Agora temos de deixar a cronologia pormenorizada dos acontecimentos, porque de outro modo o obituário acabaria por impor-nos a escrita de um romance ou novela, e precisamos de rematar a coisa sem nos tornarmos presas da tentação de seguir Juliette através de todas as aventuras e peripécias. Aqui, e para compensar o leitor, apetece citar Leonard Cohen: “Que doce nos sabe o tempo/ quando fica muito tarde// e já não és obrigado a seguir/ o balanço dos quadris dela// pelo longo corredor/ da tua imaginação prestes a desfalecer.”
Basta dizer que é em 1952 que grava o seu primeiro álbum – “Juliette Gréco – Chante Ses Derniers Succès”, e que a carreira como actriz, depois da estreia nos palcos de teatro aos 19 anos, se iniciou no cinema ainda antes de ter começado a cantar, em 1948, ao interpretar uma freira no drama “Les Frères Bouquinquant”, não demoraria a descolar, e teve papéis em quase 30 filmes, a maioria nas décadas de 1950 e 1960. Já no que toca ao lado pessoal, casou-se em 1953 com o actor Philippe Lemaire, de quem se divorciou em 1956, mas que lhe deu a sua única filha, Laurence-Marie Lemaire, que viria a perder em 2016, um desgosto que acabaria por estar na origem de um acidente vascular cerebral.

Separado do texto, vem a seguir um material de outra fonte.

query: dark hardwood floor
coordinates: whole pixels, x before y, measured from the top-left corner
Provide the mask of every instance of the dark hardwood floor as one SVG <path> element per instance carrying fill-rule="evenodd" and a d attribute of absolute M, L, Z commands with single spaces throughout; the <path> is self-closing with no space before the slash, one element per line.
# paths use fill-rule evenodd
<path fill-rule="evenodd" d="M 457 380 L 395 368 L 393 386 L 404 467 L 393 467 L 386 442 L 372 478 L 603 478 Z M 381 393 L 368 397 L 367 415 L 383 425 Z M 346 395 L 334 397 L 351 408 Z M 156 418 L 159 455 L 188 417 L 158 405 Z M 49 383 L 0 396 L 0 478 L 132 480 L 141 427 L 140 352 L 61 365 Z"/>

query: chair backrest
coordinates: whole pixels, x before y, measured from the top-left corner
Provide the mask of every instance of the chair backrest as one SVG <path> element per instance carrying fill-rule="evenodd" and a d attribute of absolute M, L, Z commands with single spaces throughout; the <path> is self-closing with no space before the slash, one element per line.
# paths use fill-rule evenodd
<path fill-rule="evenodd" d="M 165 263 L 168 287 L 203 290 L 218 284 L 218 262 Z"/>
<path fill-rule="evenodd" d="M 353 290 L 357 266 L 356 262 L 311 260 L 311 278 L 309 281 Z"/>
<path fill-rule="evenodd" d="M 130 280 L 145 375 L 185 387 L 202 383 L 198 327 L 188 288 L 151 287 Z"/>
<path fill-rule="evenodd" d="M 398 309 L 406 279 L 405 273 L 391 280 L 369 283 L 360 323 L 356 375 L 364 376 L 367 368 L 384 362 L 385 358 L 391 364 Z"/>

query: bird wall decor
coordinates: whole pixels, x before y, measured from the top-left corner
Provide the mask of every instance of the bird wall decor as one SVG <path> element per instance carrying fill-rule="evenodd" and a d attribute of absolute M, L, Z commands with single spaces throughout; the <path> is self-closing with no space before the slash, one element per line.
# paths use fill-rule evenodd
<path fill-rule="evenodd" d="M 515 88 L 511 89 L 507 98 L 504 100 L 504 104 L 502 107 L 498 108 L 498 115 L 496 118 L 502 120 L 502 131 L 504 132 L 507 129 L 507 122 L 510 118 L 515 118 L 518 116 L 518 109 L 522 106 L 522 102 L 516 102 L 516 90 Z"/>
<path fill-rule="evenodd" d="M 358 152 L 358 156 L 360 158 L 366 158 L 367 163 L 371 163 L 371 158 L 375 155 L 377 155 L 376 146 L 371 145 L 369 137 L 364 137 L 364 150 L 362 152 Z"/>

Foi também casada com o actor Michael Piccoli entre 1966 e 1977, e uma década depois casou-se com o pianista e compositor Gérard Jouannest, uma ligação que durou até à morte deste, em 2018. Além de companheiros, os dois trabalharam juntos em concertos e discos, e o golpe da perda Jouannest foi algo de que Gréco já não se refez. Em 2015, aos 87 anos, tinha abandonado os palcos depois de uma última digressão, e na altura disse à RTL o quanto lhe custava despedir-se: "É muito duro, é muito complicado para mim, é muito doloroso: é preciso saber sair em beleza.”
Nos últimos anos, resguardava-se na nostalgia, e não mostrava qualquer embaraço por ser a prisioneira de memórias que adquiriam um encanto quase mítico, mostrando-se algo desapontada com a forma como os jovens pareciam despedir-se das utopias para abraçar ambições pessoais, e denunciava uma cultura cada vez mais prisioneira da efemeridade, do seu génio inconstante, repetindo os mesmos erros, decaindo em vícios. Gréco lamentava a distância entre a juventude e os meios intelectuais, a perda de uma certa magia na boémia que ainda persiste: “As coisas mudaram”, reconhecia numa entrevista em 2015 à “The Montreal Gazette”. “Talvez os jovens tenham ficado reféns do dinheiro.”